The default is 64 bit binaries, but you can build 32 bit programs and
install them side-by-side. You can install 32 and 64 bit packages from
the distro and run both. A classic usecase was running 32 bit wine for
games on a 64 bit Linux host. Or … I faintly remember something
horrible about the flash player browser plugin … the newer multiarch
approach added more flexibility, not just lib64 and lib, but
lib/<arch>. It also seems designed to ease cross builds by just
installing the library packages for the target architecture on your host.
The rationale for multiarch is here:
This is mostly motivated by binary distributions that build for all
possible architectures. It's sort of neat to be able to keep the libs
for native and non-native architectures in one tree, but of course it's
not the only solution. And pkgsrc is in a situation where it has to
take the lib64 or lib/<arch> behaviour of the base system as given.
It seems that this is ingrained in gcc now. Does it not do that on *BSD?
> It's an interesting question of how to address this. I don't think an
> approach which requires per-package accomodation of lib64 is reasonable.
Agreed. So the issue right now is only that my addition of the lib64
symlink breaks some builds as the directory (link) is seen by the
configure scripts, but not actually usable as pkgsrc wrappers kill it.

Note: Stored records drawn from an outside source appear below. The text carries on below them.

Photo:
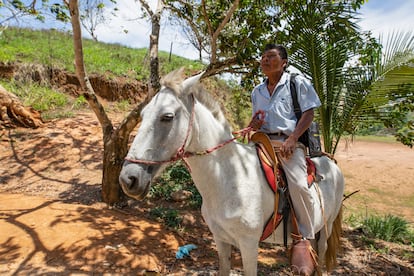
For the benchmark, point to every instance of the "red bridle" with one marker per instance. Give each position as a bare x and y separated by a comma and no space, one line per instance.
182,154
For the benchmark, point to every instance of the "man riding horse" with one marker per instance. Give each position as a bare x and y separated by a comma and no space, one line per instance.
273,99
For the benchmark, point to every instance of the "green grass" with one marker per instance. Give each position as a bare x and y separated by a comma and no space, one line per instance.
53,104
387,228
55,49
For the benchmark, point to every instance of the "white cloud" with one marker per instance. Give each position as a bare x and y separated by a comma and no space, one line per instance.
384,17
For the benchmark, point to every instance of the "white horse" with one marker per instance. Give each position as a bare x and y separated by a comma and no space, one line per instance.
183,122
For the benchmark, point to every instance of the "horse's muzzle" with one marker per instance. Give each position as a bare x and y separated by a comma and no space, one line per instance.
135,180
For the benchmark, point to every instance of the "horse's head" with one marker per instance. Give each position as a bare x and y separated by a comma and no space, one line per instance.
163,131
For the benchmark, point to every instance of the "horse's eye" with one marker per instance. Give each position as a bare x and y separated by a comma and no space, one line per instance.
167,117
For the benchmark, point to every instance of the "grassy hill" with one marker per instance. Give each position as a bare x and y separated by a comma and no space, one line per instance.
55,49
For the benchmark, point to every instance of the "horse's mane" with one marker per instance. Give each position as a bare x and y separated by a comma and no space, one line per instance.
174,80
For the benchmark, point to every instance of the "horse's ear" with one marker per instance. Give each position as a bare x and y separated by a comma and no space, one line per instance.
191,81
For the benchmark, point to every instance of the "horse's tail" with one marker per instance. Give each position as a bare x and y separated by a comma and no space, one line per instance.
334,242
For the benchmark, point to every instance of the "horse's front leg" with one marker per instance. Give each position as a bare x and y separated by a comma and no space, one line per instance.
224,252
249,249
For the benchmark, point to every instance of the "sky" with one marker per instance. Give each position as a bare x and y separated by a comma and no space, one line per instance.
381,17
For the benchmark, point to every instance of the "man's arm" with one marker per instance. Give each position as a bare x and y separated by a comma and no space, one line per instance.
290,143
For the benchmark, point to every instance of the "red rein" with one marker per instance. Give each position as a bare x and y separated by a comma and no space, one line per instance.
182,154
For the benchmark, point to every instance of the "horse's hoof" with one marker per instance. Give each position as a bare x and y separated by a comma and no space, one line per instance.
304,270
303,258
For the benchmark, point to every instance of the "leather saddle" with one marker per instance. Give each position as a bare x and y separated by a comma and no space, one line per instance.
267,151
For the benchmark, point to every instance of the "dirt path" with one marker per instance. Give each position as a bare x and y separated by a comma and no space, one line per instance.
52,221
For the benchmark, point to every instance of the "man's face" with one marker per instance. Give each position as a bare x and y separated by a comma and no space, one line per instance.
272,63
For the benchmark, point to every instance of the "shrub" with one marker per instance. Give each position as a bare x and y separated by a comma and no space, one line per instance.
388,228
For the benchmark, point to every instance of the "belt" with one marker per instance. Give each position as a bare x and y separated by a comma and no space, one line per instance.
277,135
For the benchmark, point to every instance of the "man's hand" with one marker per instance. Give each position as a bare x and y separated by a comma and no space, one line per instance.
256,123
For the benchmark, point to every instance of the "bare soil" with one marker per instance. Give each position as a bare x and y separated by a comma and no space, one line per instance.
52,220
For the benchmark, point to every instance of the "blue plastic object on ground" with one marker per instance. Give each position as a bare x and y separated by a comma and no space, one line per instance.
184,251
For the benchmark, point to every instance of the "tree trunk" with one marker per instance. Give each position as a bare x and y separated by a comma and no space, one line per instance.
13,113
113,152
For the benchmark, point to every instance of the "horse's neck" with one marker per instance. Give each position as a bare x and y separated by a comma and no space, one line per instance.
206,131
215,172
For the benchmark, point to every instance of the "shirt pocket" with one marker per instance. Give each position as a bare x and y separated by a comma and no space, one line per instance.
284,106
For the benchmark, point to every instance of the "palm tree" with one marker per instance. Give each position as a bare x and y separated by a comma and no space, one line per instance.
346,66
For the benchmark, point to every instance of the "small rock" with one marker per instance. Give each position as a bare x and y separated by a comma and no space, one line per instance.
181,195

Seems to me like a hack on the wrappers that just also wraps the link
would be a short-time fix.
Hm … or … looking at the search dirs and the multiarch stuff again:
$ LIBRARY_PATH=/foo/lib .prefix/gcc8/bin/gcc --print-search-dirs | grep ^libraries:|cut -f 2 -d = | tr : '\n'
… the first directory is actually a subdirectory of /foo/lib/. So if I add a link
$pkgsrc_prefix/lib/x86_64-redhat-linux/8.3.0/ → ../../
(or actually 8.4.0 in the end for my own toolchain)
things might work out, too. I'm not sure if such a path will be picked
up by R extensions, or if pkgsrc wrappers will allow it or just ignore
it, but it avoids a loplevel lib64 confusing build scripts.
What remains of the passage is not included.